I spoke with Donna Purmono, president of the Festival, asking what makes this event so special and wildly popular. It started 5 years ago with a dream of her husband Yono to recognize that the Albany arts and restaurant scene is every bit as vibrant as Boston, Manhattan or Toronto. Good friends pitched in with the idea they’d raise a few dollars with a food event and donate it to a local arts organization. $39K later an institution had been established.
The founders and supporters (too numerous to name here, but I’ll talk about them in a longer article before the 2015 event) worked from the principle that “there is no more parsimonious group than ours,” according to Donna. Participants donate their time, food, serving setups and the space itself (while the main events are at the Albany Hilton, it’s expanded to other facilities for some sessions) so every dollar raised—nearly $300K through the first four years—can go to the arts organizations it supports.

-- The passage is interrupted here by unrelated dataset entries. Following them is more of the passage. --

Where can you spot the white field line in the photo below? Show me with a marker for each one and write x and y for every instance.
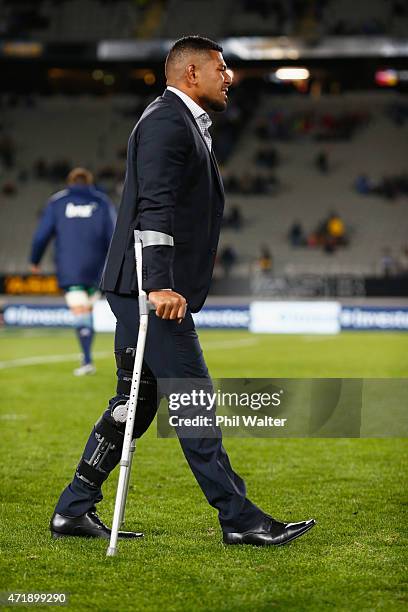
(43, 359)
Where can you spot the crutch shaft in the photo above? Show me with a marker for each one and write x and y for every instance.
(127, 442)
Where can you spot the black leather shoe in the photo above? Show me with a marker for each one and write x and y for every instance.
(87, 525)
(270, 533)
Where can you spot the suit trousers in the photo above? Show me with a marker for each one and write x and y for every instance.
(172, 351)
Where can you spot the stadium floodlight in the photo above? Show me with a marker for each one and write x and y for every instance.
(142, 240)
(292, 74)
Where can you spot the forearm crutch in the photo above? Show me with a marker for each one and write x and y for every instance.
(142, 240)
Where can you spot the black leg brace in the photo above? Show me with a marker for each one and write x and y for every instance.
(104, 448)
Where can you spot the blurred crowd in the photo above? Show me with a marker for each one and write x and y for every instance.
(286, 126)
(329, 234)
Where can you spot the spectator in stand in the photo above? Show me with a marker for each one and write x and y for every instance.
(322, 162)
(228, 258)
(403, 261)
(233, 218)
(7, 152)
(81, 219)
(363, 184)
(336, 228)
(388, 264)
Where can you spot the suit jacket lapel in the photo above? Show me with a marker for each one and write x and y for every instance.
(189, 114)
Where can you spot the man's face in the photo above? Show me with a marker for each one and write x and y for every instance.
(213, 82)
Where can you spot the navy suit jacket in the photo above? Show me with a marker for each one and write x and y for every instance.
(172, 186)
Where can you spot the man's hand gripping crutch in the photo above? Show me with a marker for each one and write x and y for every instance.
(168, 305)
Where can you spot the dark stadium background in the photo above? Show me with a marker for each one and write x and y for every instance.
(315, 234)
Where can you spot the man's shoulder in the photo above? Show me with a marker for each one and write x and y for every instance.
(59, 195)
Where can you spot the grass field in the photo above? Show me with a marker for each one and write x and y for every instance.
(354, 559)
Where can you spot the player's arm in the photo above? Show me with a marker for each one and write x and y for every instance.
(162, 151)
(43, 234)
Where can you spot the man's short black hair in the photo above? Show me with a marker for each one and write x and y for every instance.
(191, 43)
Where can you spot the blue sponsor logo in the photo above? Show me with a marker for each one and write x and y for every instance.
(33, 315)
(223, 317)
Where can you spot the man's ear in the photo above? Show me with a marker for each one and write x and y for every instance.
(191, 73)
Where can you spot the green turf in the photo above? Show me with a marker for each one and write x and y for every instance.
(355, 559)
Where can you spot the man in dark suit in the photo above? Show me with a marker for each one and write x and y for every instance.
(173, 187)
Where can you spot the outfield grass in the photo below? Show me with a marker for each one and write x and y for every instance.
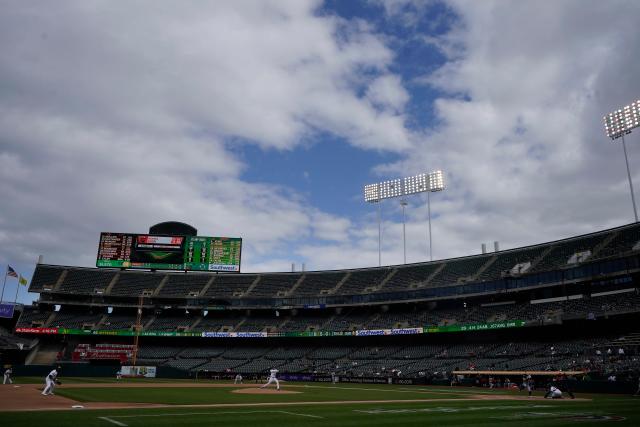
(601, 410)
(186, 395)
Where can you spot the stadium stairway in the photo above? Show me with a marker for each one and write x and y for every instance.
(340, 283)
(484, 267)
(386, 279)
(160, 285)
(60, 280)
(296, 285)
(112, 284)
(605, 242)
(46, 354)
(204, 291)
(542, 256)
(432, 275)
(252, 287)
(149, 323)
(195, 324)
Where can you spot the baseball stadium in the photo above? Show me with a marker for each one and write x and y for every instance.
(279, 213)
(482, 339)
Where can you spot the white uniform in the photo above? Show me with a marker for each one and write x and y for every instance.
(50, 381)
(555, 393)
(272, 379)
(7, 376)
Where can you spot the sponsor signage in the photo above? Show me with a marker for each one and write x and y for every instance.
(476, 326)
(249, 334)
(48, 331)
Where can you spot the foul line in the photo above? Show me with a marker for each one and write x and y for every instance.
(118, 423)
(204, 413)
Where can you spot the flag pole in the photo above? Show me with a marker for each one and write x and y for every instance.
(4, 283)
(17, 290)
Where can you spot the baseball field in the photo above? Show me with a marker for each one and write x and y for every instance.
(106, 403)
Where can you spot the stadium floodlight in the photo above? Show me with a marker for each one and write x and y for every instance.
(421, 183)
(617, 125)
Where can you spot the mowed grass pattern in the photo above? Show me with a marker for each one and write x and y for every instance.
(600, 411)
(200, 396)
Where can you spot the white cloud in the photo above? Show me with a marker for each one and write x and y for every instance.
(115, 117)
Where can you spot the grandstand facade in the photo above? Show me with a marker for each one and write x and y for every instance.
(575, 298)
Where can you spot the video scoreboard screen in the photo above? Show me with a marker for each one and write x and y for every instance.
(157, 252)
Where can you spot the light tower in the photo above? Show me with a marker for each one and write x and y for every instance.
(401, 187)
(619, 123)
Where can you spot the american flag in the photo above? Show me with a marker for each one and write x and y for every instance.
(11, 272)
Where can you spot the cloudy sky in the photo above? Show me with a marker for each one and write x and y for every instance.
(264, 119)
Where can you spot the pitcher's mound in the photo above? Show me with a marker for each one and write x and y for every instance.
(263, 391)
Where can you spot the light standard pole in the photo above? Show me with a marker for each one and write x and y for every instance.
(429, 217)
(403, 203)
(422, 183)
(616, 125)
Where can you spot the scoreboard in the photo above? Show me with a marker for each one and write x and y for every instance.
(147, 251)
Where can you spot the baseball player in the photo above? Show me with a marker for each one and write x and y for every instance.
(530, 385)
(272, 378)
(553, 393)
(50, 381)
(7, 376)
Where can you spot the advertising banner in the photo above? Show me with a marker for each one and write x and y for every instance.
(138, 371)
(211, 334)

This also means that attendees are guaranteed a quality experience with the tastings capped at 850 tickets and the chefs asked to prepare 900 servings (which is far more than adequate since no way you are going to make it around to every station). “We don’t want to turn away dollars that could go to the arts,” says Donna, “but we also don’t want you to be an arm thrusting through other arms with your wineglass at the end of it, and no conversation with the chef. We want you to have a great experience so you’ll come back next year and bring five friends.”
That means extremely attractive pricing (the $60 price for the grand tasting is all-inclusive and includes wine/beer and all seminars and judgings that happen during your session). The event is chef-driven and chefs have free rein in presenting dishes that showcase their talents and that of their institutions. There are 70 total, including six “Rising Star” chefs who were selected through a competition managed by the Albany Times-Union’s Steve Barnes.
I will be attending the Grand Tasting on Friday and will report back on the experience. But if you’re interested, don’t wait. Grab those tickets and Wine & Dine for the Arts.